All the people with whom you had any form of discord with would come up with a myriad of sneaky ways to say they were sorry. They regretted ever having negative thoughts about this wonderful human who the heavens had blessed enough to enter a plane.
BRAG TO PEERS
Your parents would be so proud. They would brag to their peers and tell them “mtoto wetu amepanda ndege juzi.”
Then their peers would pretend to be happy for them but deep inside their throats were crammed with prodigious jealousy aka kiwaru. They ended up seeing their own kids as losers because they hadn’t been to the winsome blue yonder.
When I was a kid in the 90s, my neighbours even threw a party for their son who was about to fly to Tanzania – yes Tanzania. It was a mega bash, like a graduation.
It was that big of a deal. Your friends would even let everyone know that they were very close to that person who boarded a plane. Success has many fathers, right?
Nowadays, planes are like matatus, most people have been in one, even if it’s just flying locally. That’s why it’s quite awkward to take a selfie in the airport with a plane in the background. Imagine how weird it is to take a selfie in or outside a matatu? That’s how it looks.
It’s just a plane. It’s not the Mona Lisa. It’s not the Grand Canyon. It’s not the Macchu Pichu in Peru. It’s just a plane – a mode of transport. Treat it as such. Enter, go to where you are going then go about your normal business.
In the year 2218 when archeologists dig up smart phones, which will be as retro as radio cassette players, and check Instagram, they will laugh out loud when they see pictures of people just chilling next to planes.
Same way you’d laugh if you ever saw a picture of a person from the 1800s just idling next to a locomotive train.
You can only be excused for taking airport selfies if you were a plane virgin and it’s your first time to ever hit the skies. If you’ve done this several times and you just want to stunt on people, tuache tupumue please. Only homa is allowed to not let us breathe, not you and your damn airport selfies.
In P-Unit’s song “Chocha”, there is a line where Frasha sings ”wakipanda ndege tu maselfie, kushinda hata za wale Wasafi.” Damn right. When you are even exceeding Wasafi’s level of overdoing things, know that you are really annoying. Don’t chocha us please.
In fact, mature people who fly all the time never take selfies at airports or in planes. They prefer taking pictures in the destinations. Take a picture of yourself in vacation or chilling in a foreign city, just not an airport.

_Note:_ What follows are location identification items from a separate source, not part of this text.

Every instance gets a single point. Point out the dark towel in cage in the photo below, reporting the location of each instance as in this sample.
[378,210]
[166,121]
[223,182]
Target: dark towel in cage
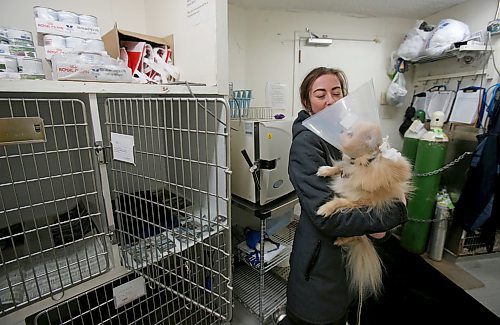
[145,213]
[72,225]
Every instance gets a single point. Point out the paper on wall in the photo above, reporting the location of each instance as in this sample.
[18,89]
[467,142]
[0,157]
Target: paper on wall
[276,95]
[465,109]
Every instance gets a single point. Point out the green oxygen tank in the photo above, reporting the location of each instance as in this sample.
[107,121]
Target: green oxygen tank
[411,139]
[413,135]
[431,154]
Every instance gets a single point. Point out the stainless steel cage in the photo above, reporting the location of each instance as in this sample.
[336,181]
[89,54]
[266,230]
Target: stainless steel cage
[169,179]
[52,233]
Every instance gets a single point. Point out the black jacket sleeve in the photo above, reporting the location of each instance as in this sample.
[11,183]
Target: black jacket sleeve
[307,154]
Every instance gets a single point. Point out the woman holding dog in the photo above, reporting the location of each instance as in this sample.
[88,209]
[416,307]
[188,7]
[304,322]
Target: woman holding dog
[317,285]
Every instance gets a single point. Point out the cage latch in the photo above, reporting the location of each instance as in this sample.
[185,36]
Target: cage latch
[100,152]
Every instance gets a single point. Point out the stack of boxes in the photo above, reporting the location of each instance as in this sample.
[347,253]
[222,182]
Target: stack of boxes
[73,45]
[18,55]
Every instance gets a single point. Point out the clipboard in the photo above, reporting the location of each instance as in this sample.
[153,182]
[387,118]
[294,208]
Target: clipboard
[467,104]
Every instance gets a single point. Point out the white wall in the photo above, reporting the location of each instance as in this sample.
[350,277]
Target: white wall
[261,47]
[200,39]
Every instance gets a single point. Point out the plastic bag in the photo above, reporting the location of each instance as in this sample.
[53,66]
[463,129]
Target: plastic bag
[397,90]
[447,32]
[414,42]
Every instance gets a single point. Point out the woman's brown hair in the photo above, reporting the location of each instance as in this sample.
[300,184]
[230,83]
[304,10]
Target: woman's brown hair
[306,85]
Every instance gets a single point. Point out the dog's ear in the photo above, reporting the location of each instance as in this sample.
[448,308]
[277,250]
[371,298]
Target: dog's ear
[387,174]
[373,138]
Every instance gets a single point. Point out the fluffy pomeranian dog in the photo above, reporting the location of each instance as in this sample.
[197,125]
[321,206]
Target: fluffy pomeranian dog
[373,175]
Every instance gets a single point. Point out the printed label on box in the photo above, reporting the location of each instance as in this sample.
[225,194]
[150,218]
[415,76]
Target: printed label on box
[67,29]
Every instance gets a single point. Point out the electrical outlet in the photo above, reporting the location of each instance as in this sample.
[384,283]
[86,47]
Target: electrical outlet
[494,27]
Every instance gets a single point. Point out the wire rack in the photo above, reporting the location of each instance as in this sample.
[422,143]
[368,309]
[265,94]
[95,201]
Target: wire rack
[169,174]
[254,112]
[474,244]
[52,234]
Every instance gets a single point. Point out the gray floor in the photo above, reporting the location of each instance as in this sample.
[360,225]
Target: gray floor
[485,268]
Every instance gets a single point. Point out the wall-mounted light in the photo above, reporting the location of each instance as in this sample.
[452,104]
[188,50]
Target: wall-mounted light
[315,40]
[319,41]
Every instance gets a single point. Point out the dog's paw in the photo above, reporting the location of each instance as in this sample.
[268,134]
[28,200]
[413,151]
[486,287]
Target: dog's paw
[324,210]
[362,161]
[328,208]
[323,171]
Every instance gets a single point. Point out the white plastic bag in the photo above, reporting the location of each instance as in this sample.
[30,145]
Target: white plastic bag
[397,90]
[414,42]
[447,32]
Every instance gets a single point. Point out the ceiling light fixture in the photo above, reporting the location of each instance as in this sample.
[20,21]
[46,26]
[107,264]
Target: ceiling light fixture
[315,40]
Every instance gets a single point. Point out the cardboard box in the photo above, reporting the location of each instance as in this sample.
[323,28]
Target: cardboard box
[112,40]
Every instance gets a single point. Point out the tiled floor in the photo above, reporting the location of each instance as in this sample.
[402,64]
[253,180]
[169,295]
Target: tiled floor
[485,268]
[478,275]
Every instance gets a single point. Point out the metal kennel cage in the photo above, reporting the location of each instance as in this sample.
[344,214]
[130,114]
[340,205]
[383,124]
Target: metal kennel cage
[85,176]
[168,165]
[52,231]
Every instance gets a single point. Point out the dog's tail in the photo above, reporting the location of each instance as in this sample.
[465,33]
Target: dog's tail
[364,267]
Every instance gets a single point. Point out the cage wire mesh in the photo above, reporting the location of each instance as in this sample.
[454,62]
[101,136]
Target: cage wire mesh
[52,233]
[162,303]
[169,177]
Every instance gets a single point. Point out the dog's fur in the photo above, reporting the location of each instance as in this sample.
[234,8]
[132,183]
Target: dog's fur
[364,178]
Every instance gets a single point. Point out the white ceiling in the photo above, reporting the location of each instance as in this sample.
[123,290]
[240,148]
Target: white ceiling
[414,9]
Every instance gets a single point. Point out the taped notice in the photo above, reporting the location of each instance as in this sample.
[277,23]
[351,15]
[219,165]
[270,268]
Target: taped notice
[128,292]
[123,147]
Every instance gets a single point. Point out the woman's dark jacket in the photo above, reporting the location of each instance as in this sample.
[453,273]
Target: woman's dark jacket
[317,289]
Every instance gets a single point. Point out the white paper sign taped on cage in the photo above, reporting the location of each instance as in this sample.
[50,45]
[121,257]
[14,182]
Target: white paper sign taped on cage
[349,120]
[128,292]
[123,147]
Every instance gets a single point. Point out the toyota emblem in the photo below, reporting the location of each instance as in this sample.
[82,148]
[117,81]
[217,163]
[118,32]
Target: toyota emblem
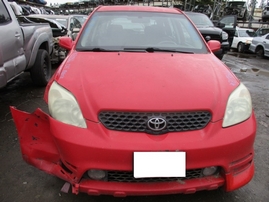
[156,124]
[207,38]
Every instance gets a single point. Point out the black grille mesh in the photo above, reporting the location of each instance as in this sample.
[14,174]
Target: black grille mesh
[137,122]
[120,176]
[213,37]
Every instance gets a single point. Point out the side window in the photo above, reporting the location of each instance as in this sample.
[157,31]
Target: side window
[71,23]
[77,23]
[4,15]
[236,33]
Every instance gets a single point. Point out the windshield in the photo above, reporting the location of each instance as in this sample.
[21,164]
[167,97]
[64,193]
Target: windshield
[200,20]
[61,21]
[246,33]
[236,4]
[139,31]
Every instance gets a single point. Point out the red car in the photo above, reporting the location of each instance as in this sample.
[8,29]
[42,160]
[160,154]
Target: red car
[141,106]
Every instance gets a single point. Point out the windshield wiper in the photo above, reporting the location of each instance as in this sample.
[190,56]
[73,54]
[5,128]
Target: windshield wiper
[152,49]
[97,50]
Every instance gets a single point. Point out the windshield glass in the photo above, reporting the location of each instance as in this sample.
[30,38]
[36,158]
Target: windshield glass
[246,33]
[200,20]
[140,31]
[61,21]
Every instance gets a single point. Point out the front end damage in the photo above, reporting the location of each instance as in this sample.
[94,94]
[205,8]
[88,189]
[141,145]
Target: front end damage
[37,144]
[52,147]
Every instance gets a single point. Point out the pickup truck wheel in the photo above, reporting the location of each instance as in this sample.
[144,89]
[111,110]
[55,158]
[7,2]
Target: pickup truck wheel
[241,48]
[41,71]
[260,52]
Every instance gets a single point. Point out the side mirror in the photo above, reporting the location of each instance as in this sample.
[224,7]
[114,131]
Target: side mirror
[214,45]
[66,42]
[76,30]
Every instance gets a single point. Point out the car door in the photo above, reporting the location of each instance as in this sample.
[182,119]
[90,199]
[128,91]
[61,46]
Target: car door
[230,22]
[12,58]
[236,39]
[266,45]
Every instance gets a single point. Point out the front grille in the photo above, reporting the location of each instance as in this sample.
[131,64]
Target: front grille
[213,37]
[120,176]
[137,122]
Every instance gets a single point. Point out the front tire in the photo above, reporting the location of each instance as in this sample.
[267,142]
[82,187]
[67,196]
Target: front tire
[260,52]
[41,71]
[241,48]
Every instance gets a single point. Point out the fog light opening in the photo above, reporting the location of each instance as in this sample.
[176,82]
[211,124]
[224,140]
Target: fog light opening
[209,170]
[97,174]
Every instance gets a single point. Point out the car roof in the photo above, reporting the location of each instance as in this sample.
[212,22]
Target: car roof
[193,13]
[241,28]
[138,8]
[54,16]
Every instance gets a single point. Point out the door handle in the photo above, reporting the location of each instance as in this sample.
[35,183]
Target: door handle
[17,34]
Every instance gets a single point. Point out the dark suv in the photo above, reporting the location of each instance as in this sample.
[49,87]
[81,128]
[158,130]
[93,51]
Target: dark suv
[210,32]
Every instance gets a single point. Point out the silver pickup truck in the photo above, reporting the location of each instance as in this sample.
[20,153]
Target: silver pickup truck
[23,47]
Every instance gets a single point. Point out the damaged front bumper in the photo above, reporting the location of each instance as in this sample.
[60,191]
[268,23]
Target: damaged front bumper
[69,152]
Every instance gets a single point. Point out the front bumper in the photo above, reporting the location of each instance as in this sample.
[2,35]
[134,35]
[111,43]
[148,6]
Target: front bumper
[225,47]
[69,152]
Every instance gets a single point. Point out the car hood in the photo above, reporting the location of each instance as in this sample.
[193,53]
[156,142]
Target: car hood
[209,30]
[146,82]
[244,39]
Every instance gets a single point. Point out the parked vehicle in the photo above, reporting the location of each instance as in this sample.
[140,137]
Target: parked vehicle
[24,47]
[242,39]
[141,106]
[260,46]
[205,9]
[62,25]
[238,8]
[265,14]
[210,32]
[68,21]
[262,31]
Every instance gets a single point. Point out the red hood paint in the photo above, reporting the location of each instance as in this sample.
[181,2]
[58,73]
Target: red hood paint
[128,81]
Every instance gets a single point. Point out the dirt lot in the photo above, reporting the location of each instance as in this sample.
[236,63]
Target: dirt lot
[21,182]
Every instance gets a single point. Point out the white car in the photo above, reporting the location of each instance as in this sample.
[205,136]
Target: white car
[260,45]
[242,39]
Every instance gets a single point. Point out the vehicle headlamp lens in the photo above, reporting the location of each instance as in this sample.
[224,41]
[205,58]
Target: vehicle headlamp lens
[239,106]
[64,107]
[224,36]
[248,41]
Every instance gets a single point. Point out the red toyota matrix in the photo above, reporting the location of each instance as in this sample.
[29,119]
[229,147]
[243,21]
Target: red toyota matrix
[141,106]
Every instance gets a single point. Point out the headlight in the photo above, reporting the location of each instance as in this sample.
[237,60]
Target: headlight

I understand that when it comes to boosting your IG and Facebook ratings, you gotta do what you gotta do but there’s a wide array of options in this ‘do what you gotta do’ bracket that are cooler than taking selfies at the airport. Don’t force coolness on social media. Be cool without trying, be dope without knowing it.
By the way, why are group photos still referred to as selfies nowadays? I mean, you are clearly not by yourself. Let’s say “us-ies. That doesn’t sound too fancy. We could say “groupies” maybe? Oh wait, that already means something else. Let’s just stick to selfies then.